Her store sold cocoa, coffee, chocolate, vitamins, supplements, candles, and herbal medicines among other things.

“I tried to get as much local stuff as I could,” said Kerr. Things such as macadamia nut butter and anti-parasite remedies Kerr learned to make herself.

Kerr said she also sold single pills such as one aspirin or pre-natal vitamin to people who could not afford a whole bottle.

She also started selling clay pot water filters to teach the Guatemalans how to clean their drinking water after Hurricane Stan ravaged parts of the country in 2005.

Kerr said before Stan swept through she was renting a house on the river. Just two days after moving acrosstown, Hurricane Stan hit, sweeping her old home and five others into the river.

Now Kerr is back on the North Island again, with plans to move to Sointula.

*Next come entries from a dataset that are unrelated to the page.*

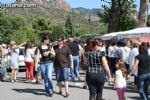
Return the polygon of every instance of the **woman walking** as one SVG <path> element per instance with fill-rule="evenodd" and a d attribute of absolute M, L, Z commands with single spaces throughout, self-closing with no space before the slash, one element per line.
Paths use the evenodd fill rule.
<path fill-rule="evenodd" d="M 11 82 L 16 82 L 17 81 L 17 76 L 16 76 L 16 72 L 19 69 L 19 65 L 18 65 L 18 60 L 19 60 L 19 51 L 17 51 L 19 49 L 19 47 L 21 47 L 22 45 L 24 45 L 26 42 L 17 45 L 15 41 L 11 41 L 11 54 L 10 54 L 10 67 L 12 69 L 11 71 Z"/>
<path fill-rule="evenodd" d="M 29 79 L 32 83 L 35 82 L 33 70 L 34 70 L 34 52 L 32 50 L 32 43 L 29 41 L 25 46 L 25 64 L 26 64 L 26 82 L 29 82 Z"/>
<path fill-rule="evenodd" d="M 135 57 L 134 65 L 127 76 L 129 79 L 133 72 L 138 67 L 138 91 L 141 100 L 148 99 L 148 86 L 150 84 L 150 55 L 148 55 L 148 46 L 146 43 L 142 43 L 139 46 L 139 55 Z"/>
<path fill-rule="evenodd" d="M 114 88 L 117 90 L 118 100 L 125 100 L 126 91 L 126 75 L 127 69 L 125 63 L 118 59 L 116 62 L 116 72 L 115 72 L 115 85 Z"/>
<path fill-rule="evenodd" d="M 89 87 L 89 100 L 102 100 L 102 92 L 106 80 L 106 73 L 111 79 L 111 74 L 105 53 L 99 51 L 97 41 L 92 42 L 93 51 L 85 53 L 88 60 L 88 68 L 86 72 L 86 81 Z M 104 71 L 105 70 L 105 71 Z"/>
<path fill-rule="evenodd" d="M 41 55 L 41 57 L 40 57 Z M 53 84 L 52 84 L 52 72 L 53 72 L 53 60 L 52 56 L 55 56 L 53 47 L 49 45 L 49 37 L 43 36 L 41 45 L 38 47 L 36 55 L 35 67 L 37 67 L 40 59 L 41 73 L 44 78 L 46 96 L 52 97 Z"/>

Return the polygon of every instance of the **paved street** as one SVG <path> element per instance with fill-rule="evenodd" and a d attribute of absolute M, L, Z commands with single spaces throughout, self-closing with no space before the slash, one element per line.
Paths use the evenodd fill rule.
<path fill-rule="evenodd" d="M 2 82 L 0 85 L 0 100 L 88 100 L 88 90 L 82 89 L 83 82 L 70 82 L 70 96 L 65 98 L 62 95 L 58 95 L 58 87 L 56 86 L 54 76 L 54 95 L 53 97 L 46 97 L 43 85 L 25 83 L 25 73 L 19 72 L 19 81 L 16 83 Z M 83 80 L 84 75 L 82 75 Z M 139 95 L 131 91 L 131 81 L 133 77 L 128 81 L 128 89 L 126 92 L 126 100 L 139 100 Z M 63 91 L 64 94 L 64 91 Z M 64 94 L 65 95 L 65 94 Z M 103 98 L 105 100 L 117 100 L 116 91 L 113 87 L 105 84 Z"/>

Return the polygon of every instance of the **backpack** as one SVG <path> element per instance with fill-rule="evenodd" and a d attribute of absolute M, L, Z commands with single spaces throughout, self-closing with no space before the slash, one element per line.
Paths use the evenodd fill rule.
<path fill-rule="evenodd" d="M 80 64 L 82 70 L 86 70 L 89 67 L 88 58 L 85 53 L 81 55 Z"/>

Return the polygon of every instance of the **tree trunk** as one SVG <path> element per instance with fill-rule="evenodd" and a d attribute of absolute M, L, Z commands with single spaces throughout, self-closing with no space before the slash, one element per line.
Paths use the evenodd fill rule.
<path fill-rule="evenodd" d="M 118 26 L 119 9 L 117 8 L 117 0 L 112 0 L 112 6 L 109 15 L 108 33 L 115 32 Z"/>
<path fill-rule="evenodd" d="M 140 12 L 138 16 L 138 25 L 137 27 L 145 27 L 148 17 L 148 3 L 149 0 L 140 0 Z"/>

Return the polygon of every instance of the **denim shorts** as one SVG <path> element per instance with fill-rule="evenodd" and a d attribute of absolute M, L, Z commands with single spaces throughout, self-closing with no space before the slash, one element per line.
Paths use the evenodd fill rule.
<path fill-rule="evenodd" d="M 56 70 L 57 82 L 68 81 L 69 79 L 69 69 L 68 68 L 58 68 Z"/>

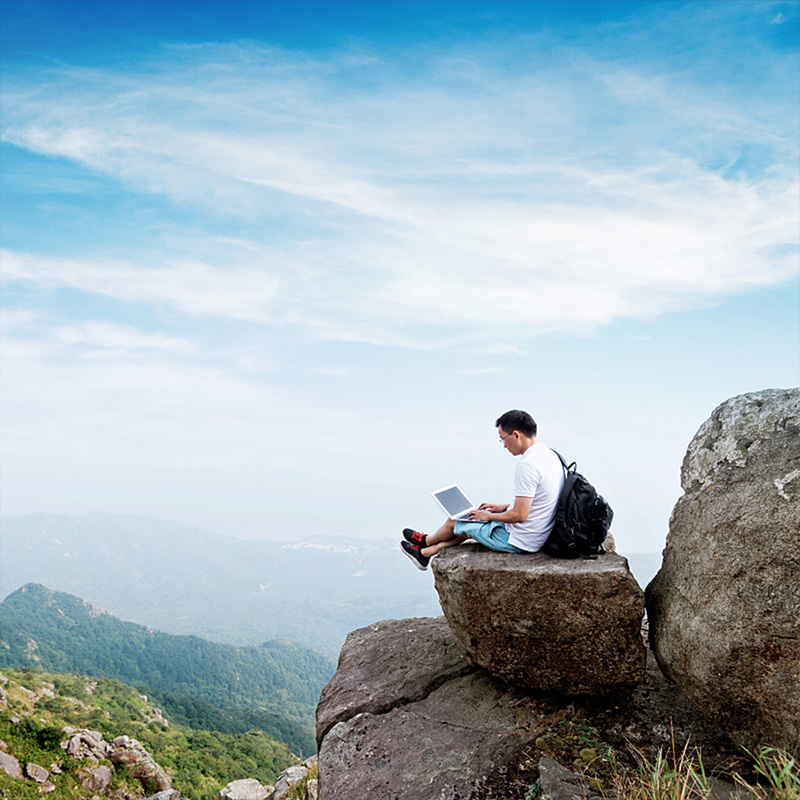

Four and a half years after coming to Guatemala, Kerr sold her beloved store to a couple from Texas after receiving news from her daughter that she was pregnant.

“I thought I’d rather be closer now, to be more available to the kids and if I choose to travel again, I will,” said Kerr, who wanted to share her story as an inspiration to other women to follow their dreams.

“What I found, which I had forgotten, is ... every morning you can start again and when you’re in your routine you forget that,” said Kerr.